Lyn set down the cup on her bedside table and strolled to the tallboy for her nightdress. She opened the drawer in which she kept her nightwear and her lingerie ... and only just held back a frantic scream as over the diaphanous surface of a pink slip there ran a bloated black spider on eight long furry legs.
Lyn backed away, a hand muzzling her mouth, colour ebbing from her face as the spider came over the side of the lingerie drawer and sped down the side of the tallboy to the carpet. In a sudden panic Lyn ran to the veranda windows and fled out of them. She could have dealt with something smaller, but her heart quailed at the thought of tackling that monster ... planted in her tallboy ... put there with the wilful intention of giving her a scare!
The panes jarred in the french doors as she slammed them shut, locking in the monster so that he might be dealt with by one of the manservants. She ran down the verandah stairs and was making her way to the kitchen quarters when the outer door of the patio breezed open. A tall figure strode in, coming face to face with Lyn.
“Senor Corderas!” she exclaimed.
“Buena sera, Miss Gilmour!” Julio gave her a smile and a brief bow. “I hope I didn’t startle you?”
“N-no—”
“You don’t sound too sure.” He came a step closer and the lantern above one of the archways shone on her face, revealing the fright that still lingered in her eyes, making them seem larger than ever. “You have had a fright, chica!”
“It’s rather foolish of me, but—” Her voice shook a little. “I know you’ll think me absurd—”
“Come, you must tell me.” She felt his touch on her shoulders, warm and encouraging.
“There’s an enormous spider in my room a-and I haven’t the nerve to deal with it on my own. I - I was on my way to fetch someone—”
“Then it was most fortunate that you ran into me.” A sudden note of indulgence crept into his voice. “To flee from a spider is quite natural for a woman. Come, I will oust the monster for you.”
“I hate to bother you, senor, but thank you.” She walked with him across the patio to the stairway, and soon they had reached her room.
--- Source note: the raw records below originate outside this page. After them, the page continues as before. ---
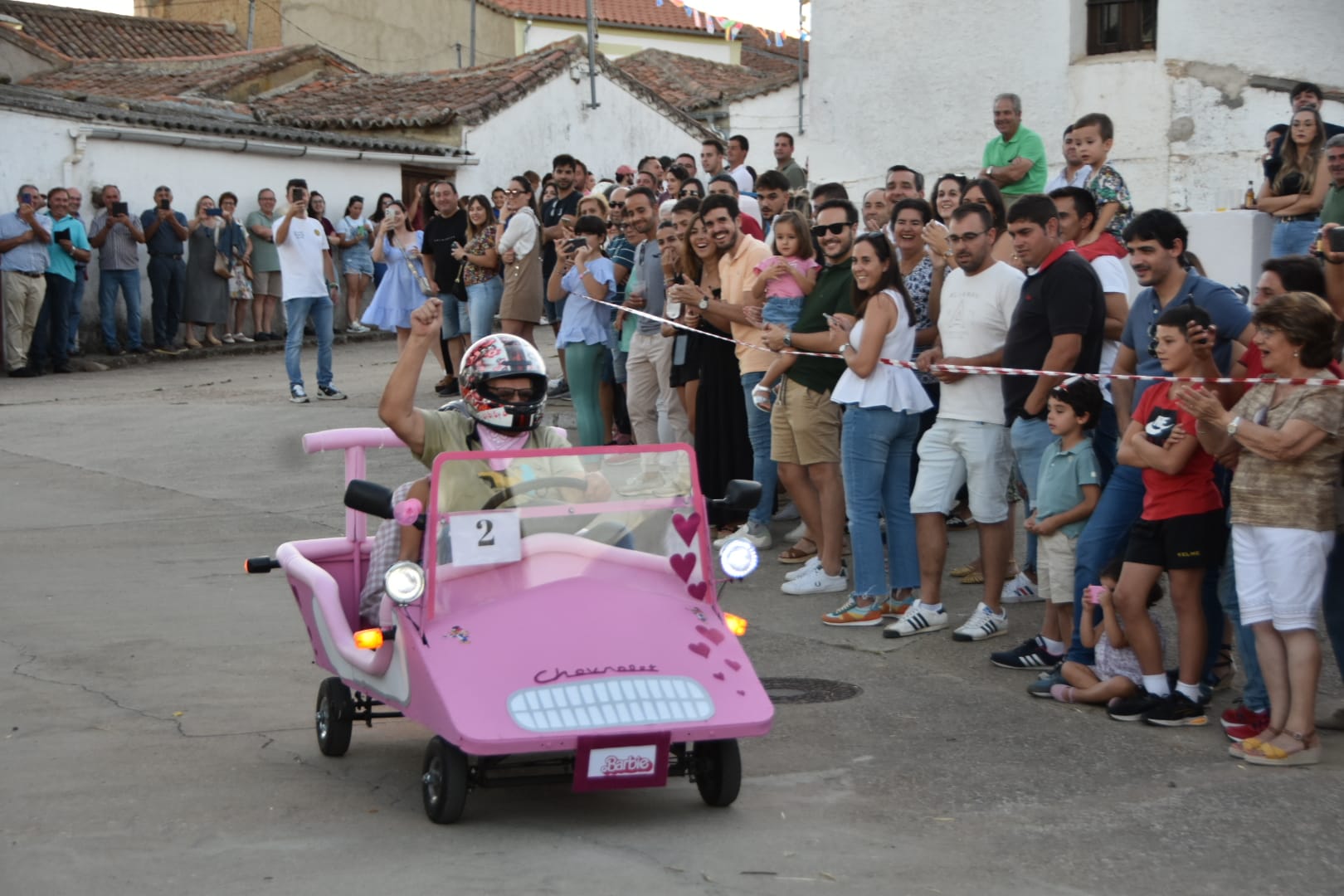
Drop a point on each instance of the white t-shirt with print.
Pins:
(973, 320)
(301, 256)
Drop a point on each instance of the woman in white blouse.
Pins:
(884, 403)
(520, 253)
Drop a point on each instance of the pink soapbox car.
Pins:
(546, 637)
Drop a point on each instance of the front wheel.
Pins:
(718, 772)
(335, 718)
(444, 782)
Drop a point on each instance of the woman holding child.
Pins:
(1287, 437)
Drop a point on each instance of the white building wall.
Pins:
(760, 119)
(1188, 128)
(35, 147)
(554, 119)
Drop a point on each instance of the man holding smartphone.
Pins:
(166, 236)
(117, 238)
(309, 284)
(23, 265)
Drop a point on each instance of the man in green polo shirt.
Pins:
(1016, 158)
(806, 423)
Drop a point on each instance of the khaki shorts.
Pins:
(266, 282)
(1055, 559)
(804, 426)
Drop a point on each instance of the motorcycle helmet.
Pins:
(494, 358)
She didn’t voice her suspicion that the spide
r had been planted among her clothes. The tallboy was a very solid piece of mahogany with no cracks or crannies through which the spider could have crept, nor did she ever leave open the drawer in which she kept such personal clothing. At the back of her mind she suspected Leoni, who was completely without fear of anything that ran on more than two legs. Julio would arrive at the same conclusion, and she didn’t want the child punished by him. Her acts of mischief were motivated, Lyn was sure, by a desperation to be noticed by her parents who seemed always to have other matters on their mind.
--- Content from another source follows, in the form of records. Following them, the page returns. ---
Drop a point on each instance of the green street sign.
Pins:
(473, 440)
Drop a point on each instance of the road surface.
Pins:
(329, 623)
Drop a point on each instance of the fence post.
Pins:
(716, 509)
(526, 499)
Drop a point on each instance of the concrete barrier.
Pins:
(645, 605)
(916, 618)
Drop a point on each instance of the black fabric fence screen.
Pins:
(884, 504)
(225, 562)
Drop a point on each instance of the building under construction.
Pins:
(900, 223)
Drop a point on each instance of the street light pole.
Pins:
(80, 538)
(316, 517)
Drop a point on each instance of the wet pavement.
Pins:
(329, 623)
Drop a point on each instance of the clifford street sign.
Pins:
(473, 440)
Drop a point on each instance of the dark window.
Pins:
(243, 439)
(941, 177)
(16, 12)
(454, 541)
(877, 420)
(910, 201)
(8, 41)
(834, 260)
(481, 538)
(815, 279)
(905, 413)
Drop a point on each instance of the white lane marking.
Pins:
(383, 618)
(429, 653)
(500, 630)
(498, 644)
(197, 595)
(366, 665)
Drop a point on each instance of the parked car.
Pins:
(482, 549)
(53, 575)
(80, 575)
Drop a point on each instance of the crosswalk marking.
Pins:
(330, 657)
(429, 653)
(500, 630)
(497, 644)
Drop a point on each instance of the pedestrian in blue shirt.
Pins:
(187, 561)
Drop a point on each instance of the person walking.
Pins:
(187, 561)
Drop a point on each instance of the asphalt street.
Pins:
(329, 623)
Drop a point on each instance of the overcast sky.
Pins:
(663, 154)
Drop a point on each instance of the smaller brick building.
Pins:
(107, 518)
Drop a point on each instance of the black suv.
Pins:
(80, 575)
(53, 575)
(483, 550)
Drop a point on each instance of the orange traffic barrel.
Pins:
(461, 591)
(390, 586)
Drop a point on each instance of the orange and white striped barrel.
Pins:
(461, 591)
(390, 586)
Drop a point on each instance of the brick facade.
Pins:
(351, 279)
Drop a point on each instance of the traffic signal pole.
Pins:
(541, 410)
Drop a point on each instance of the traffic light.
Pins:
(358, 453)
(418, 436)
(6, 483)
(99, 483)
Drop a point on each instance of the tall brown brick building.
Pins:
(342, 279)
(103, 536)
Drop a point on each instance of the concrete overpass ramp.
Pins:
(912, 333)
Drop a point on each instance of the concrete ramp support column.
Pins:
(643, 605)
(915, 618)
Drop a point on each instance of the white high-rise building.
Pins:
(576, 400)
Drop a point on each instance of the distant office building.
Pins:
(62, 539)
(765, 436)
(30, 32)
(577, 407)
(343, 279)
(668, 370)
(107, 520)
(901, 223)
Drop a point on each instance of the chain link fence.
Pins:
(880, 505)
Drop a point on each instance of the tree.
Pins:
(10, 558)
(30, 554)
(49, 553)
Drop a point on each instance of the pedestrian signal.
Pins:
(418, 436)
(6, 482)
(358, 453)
Julio regarded the tightly closed veranda doors with a smile. “I see you have barricaded your bete noire well in. It may take me a while to locate him, so in the meantime steady your nerves with a cigarette.” He proffered his gold case, and Lyn who didn’t usually smoke accepted one of his personally branded cigarettes. He held his lighter to it and she inhaled the fragrant smoke.
“Is that better?” he asked.
“Fine, thank you.”
“Good.” He swung to the glass doors, opened them and stepped quickly inside.
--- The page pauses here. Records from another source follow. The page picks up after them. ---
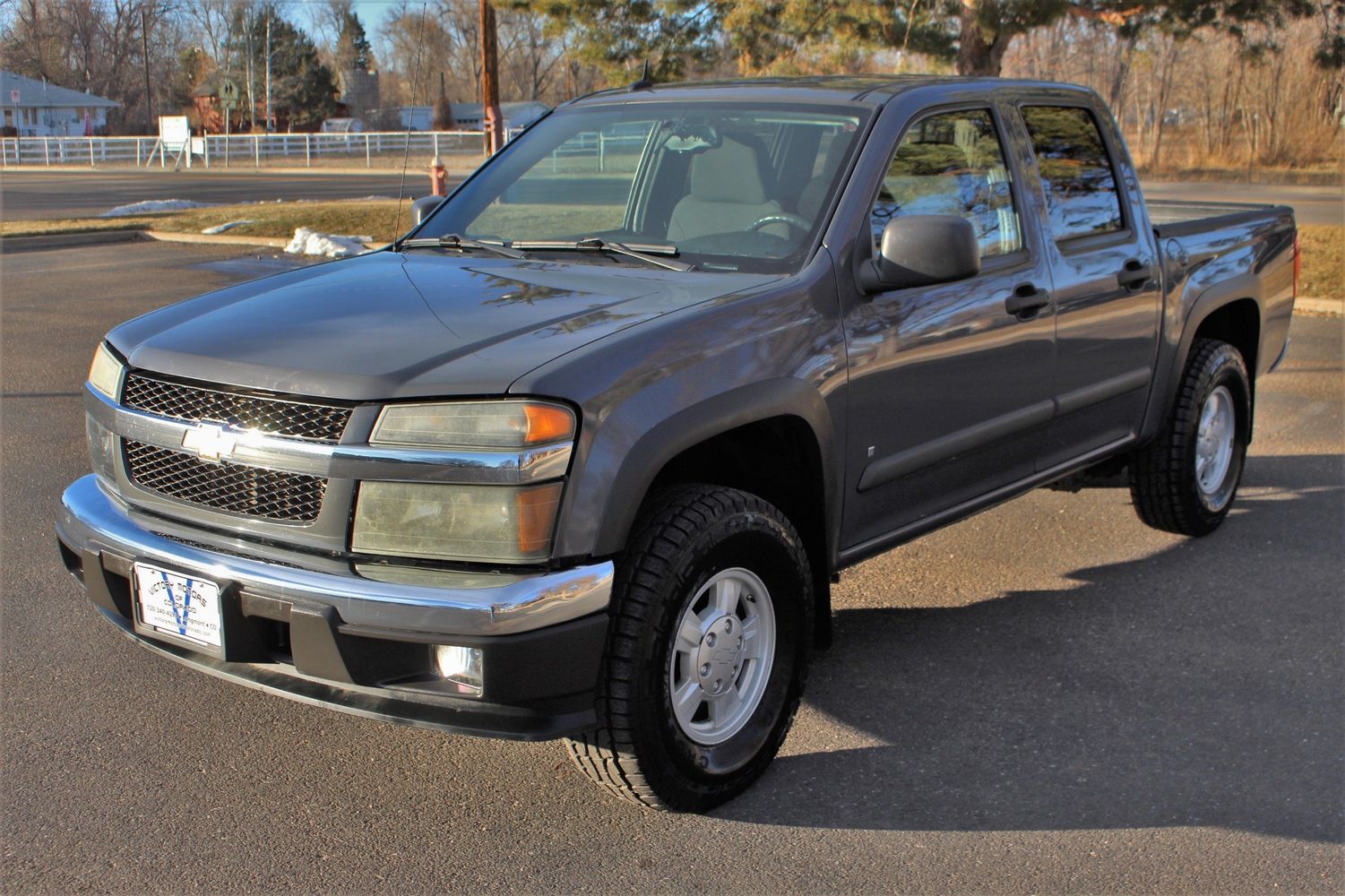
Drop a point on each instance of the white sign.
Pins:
(174, 132)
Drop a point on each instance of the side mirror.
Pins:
(920, 251)
(424, 206)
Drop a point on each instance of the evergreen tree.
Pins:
(353, 48)
(303, 90)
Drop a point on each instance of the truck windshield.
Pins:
(720, 185)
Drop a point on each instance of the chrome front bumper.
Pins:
(448, 603)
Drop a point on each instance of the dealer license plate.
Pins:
(183, 608)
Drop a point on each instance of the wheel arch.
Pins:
(773, 439)
(1231, 313)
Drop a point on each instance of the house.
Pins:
(39, 109)
(467, 116)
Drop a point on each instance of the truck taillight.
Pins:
(1298, 262)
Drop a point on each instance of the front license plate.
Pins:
(177, 607)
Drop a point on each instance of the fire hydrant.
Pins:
(437, 177)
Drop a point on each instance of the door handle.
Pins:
(1134, 275)
(1027, 300)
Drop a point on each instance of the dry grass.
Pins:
(1323, 262)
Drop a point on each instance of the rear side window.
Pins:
(1075, 171)
(953, 164)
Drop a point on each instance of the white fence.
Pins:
(253, 150)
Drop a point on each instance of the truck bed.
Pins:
(1177, 218)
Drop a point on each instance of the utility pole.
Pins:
(144, 51)
(252, 93)
(268, 72)
(494, 121)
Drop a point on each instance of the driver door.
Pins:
(950, 392)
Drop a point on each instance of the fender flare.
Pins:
(1245, 287)
(713, 416)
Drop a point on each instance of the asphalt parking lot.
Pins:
(38, 194)
(1048, 697)
(27, 195)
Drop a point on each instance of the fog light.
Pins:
(461, 666)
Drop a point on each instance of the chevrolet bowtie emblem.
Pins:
(210, 443)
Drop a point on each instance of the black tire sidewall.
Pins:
(1224, 367)
(765, 547)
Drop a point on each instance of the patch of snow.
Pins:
(153, 204)
(228, 227)
(311, 243)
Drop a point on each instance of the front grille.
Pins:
(273, 416)
(225, 486)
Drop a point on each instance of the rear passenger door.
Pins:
(950, 392)
(1105, 268)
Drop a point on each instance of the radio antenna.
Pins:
(410, 120)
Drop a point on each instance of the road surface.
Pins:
(69, 194)
(1048, 697)
(29, 195)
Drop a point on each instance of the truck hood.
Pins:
(416, 324)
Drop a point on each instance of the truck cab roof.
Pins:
(870, 90)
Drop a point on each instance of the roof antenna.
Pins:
(646, 81)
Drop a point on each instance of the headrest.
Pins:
(729, 172)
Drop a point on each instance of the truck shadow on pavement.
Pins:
(1199, 686)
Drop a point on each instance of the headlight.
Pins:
(105, 372)
(475, 424)
(490, 523)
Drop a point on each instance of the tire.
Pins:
(694, 560)
(1185, 480)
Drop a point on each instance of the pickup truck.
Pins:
(582, 453)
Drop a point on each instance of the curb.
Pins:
(412, 169)
(1323, 307)
(225, 240)
(220, 238)
(67, 240)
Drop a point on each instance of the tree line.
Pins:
(1251, 72)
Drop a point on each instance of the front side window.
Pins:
(727, 185)
(953, 164)
(1075, 171)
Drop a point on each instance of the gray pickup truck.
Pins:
(582, 453)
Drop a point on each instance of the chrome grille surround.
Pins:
(261, 413)
(253, 491)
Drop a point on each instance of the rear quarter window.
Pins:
(1076, 172)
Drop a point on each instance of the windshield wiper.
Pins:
(596, 244)
(458, 241)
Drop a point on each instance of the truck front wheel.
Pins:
(1184, 482)
(706, 651)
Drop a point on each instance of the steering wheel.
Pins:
(798, 222)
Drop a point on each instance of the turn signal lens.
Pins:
(547, 423)
(105, 373)
(475, 424)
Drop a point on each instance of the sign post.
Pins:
(228, 101)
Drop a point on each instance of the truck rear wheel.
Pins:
(1185, 480)
(706, 652)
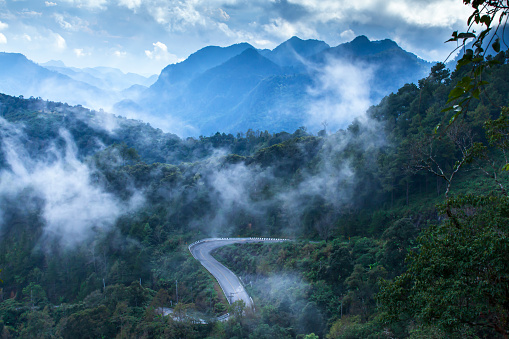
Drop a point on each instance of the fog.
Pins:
(74, 205)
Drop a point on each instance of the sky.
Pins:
(144, 36)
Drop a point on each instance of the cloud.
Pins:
(347, 35)
(131, 4)
(89, 4)
(79, 52)
(160, 52)
(71, 23)
(283, 29)
(120, 54)
(340, 94)
(29, 14)
(73, 207)
(59, 42)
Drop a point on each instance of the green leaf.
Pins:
(485, 19)
(467, 35)
(496, 45)
(476, 92)
(456, 93)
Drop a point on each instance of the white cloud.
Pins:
(131, 4)
(73, 206)
(70, 23)
(30, 14)
(160, 52)
(89, 4)
(347, 35)
(120, 54)
(59, 42)
(223, 15)
(79, 52)
(340, 94)
(283, 29)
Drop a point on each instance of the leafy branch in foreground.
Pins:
(491, 17)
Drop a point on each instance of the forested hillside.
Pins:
(95, 220)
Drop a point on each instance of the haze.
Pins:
(143, 36)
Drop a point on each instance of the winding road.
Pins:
(230, 284)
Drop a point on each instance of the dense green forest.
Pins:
(355, 202)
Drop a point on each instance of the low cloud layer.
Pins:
(74, 206)
(340, 94)
(133, 26)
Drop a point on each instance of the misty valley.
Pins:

Her cigarette was almost down to the cork tip when quite plainly she heard Julio exclaim: “Virgen Santissima!” Then through the glass she saw him going towards the bathroom.
When Julio rejoined her on the veranda the scent of toilet soap was on his hands. “A very nasty object,” he said succinctly.
“You killed it, senor?”
“Very thoroughly, chica. At this time of the year the brutes grow large on the summer flies, but it is rather unusual for one to invade the house. The servants use a furniture polish which is obnoxious to them. That brute must have been less sensitive than his fellows. He certainly looked it.”